The police have the launching ceremony of their new cruisers held at the temple.

==Conservation==
The temple was managed by the Lam clan until 1939. Since them, it has been managed by the Chinese Temples Committee. Formerly a Grade I historic building, the temple was declared a monument on October 20, 2023.

==Access==
The temple is accessible via the High Junk Peak Hiking Trail. A shorter walk combined with public transportation is possible from the Clear Water Bay Country Club.

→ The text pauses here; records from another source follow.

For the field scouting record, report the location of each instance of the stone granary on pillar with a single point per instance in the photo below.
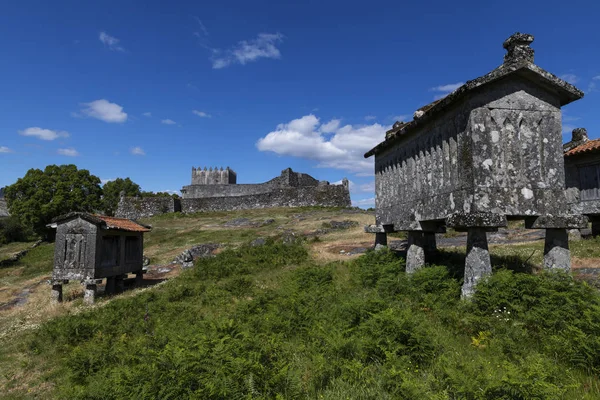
(91, 247)
(582, 176)
(489, 151)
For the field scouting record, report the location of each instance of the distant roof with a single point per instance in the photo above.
(518, 61)
(104, 221)
(587, 147)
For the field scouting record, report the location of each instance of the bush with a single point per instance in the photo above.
(12, 230)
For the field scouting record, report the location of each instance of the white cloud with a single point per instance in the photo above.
(111, 42)
(365, 203)
(70, 152)
(201, 114)
(264, 46)
(304, 138)
(571, 78)
(105, 111)
(401, 118)
(202, 27)
(331, 126)
(138, 151)
(568, 128)
(43, 134)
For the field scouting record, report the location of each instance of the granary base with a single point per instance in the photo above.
(557, 255)
(56, 294)
(421, 248)
(478, 264)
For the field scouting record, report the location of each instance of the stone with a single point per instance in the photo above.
(139, 278)
(478, 264)
(574, 235)
(120, 283)
(557, 255)
(379, 247)
(56, 295)
(415, 253)
(111, 285)
(557, 222)
(89, 293)
(218, 190)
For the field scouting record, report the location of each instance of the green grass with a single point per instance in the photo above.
(266, 322)
(8, 250)
(37, 261)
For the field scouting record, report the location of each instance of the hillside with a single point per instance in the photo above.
(295, 316)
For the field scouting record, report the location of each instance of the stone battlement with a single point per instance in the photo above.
(290, 189)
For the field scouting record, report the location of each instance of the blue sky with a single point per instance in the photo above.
(149, 89)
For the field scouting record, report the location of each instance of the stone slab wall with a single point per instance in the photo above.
(3, 209)
(136, 208)
(498, 151)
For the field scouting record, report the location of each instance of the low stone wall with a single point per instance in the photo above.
(326, 196)
(136, 208)
(3, 209)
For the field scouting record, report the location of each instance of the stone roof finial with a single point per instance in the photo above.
(579, 135)
(518, 50)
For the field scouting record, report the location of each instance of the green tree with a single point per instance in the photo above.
(40, 195)
(112, 193)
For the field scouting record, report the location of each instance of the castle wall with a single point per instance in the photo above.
(136, 208)
(325, 195)
(3, 209)
(288, 178)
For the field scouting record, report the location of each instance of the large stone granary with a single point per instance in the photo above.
(489, 151)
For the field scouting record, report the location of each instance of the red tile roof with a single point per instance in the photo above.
(589, 146)
(122, 223)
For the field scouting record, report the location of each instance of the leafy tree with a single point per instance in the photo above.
(42, 195)
(112, 192)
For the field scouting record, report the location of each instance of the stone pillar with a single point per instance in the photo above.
(380, 234)
(56, 294)
(110, 287)
(89, 293)
(595, 226)
(415, 253)
(430, 245)
(556, 248)
(120, 283)
(557, 255)
(139, 278)
(381, 239)
(478, 264)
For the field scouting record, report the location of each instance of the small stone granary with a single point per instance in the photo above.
(488, 151)
(582, 176)
(91, 247)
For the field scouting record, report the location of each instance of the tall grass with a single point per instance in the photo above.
(265, 322)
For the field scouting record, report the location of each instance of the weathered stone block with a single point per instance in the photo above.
(557, 222)
(557, 255)
(478, 264)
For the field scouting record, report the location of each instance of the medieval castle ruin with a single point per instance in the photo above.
(218, 190)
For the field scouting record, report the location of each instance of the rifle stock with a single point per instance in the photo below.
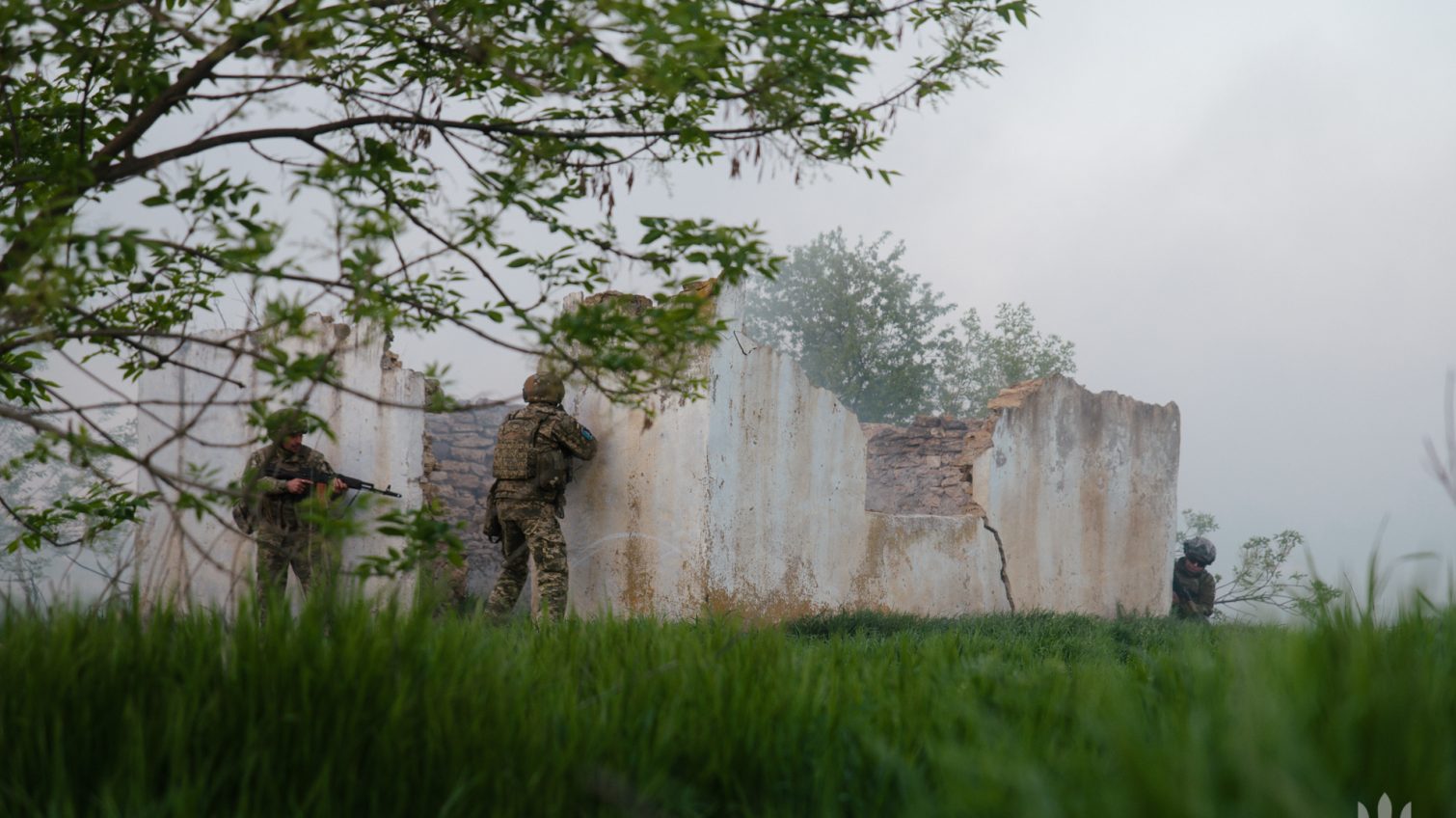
(325, 477)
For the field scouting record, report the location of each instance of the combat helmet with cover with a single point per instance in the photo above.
(520, 450)
(1200, 549)
(543, 388)
(284, 423)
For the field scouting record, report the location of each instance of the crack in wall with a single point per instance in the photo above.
(1001, 549)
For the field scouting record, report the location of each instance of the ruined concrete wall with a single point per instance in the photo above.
(919, 469)
(754, 500)
(1082, 488)
(377, 418)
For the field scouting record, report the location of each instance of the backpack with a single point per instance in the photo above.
(522, 456)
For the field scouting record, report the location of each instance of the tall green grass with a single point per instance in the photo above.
(350, 712)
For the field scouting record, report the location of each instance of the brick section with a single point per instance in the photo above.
(922, 468)
(463, 446)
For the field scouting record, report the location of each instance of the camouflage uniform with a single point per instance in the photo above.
(1193, 592)
(527, 515)
(283, 539)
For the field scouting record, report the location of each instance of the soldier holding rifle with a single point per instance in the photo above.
(273, 505)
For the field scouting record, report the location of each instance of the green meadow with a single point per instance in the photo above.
(345, 711)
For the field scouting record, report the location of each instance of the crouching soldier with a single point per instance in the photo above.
(531, 468)
(1193, 584)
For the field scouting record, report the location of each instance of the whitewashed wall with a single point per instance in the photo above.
(1084, 491)
(379, 426)
(754, 500)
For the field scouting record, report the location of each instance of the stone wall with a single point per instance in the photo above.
(463, 447)
(919, 469)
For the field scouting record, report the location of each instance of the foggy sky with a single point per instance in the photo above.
(1245, 208)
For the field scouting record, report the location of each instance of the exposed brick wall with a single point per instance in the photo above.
(919, 469)
(463, 447)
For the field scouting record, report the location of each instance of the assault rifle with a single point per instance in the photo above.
(320, 477)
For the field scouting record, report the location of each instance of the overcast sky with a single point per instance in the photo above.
(1241, 207)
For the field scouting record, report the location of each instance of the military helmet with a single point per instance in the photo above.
(543, 388)
(1200, 549)
(284, 423)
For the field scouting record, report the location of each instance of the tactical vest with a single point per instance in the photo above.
(520, 454)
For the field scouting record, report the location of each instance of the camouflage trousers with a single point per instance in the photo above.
(279, 551)
(530, 530)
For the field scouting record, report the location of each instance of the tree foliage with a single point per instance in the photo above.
(871, 332)
(391, 160)
(984, 361)
(858, 322)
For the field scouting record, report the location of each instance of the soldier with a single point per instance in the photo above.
(1193, 584)
(273, 505)
(531, 471)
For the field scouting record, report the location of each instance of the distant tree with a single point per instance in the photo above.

A ferry service to Joss House Bay is available annually from North Point Ferry Pier on the day of Tin Hau's birthday. Joss House Bay Public Pier is located just in front of the temple.

Outside the Tin Hau Birthday Celebration, a regular green minibus (Route 16) operates between MTR Po Lam station Public Transport Interchange and Po Toi O. Visitors should alight at the Tai Miu Wan stop (near the entrance to Clearwater Bay Golf & Country Club) and walk for about 10 minutes down a flight of stairs to Joss House Bay, passing the rock inscription on the way down.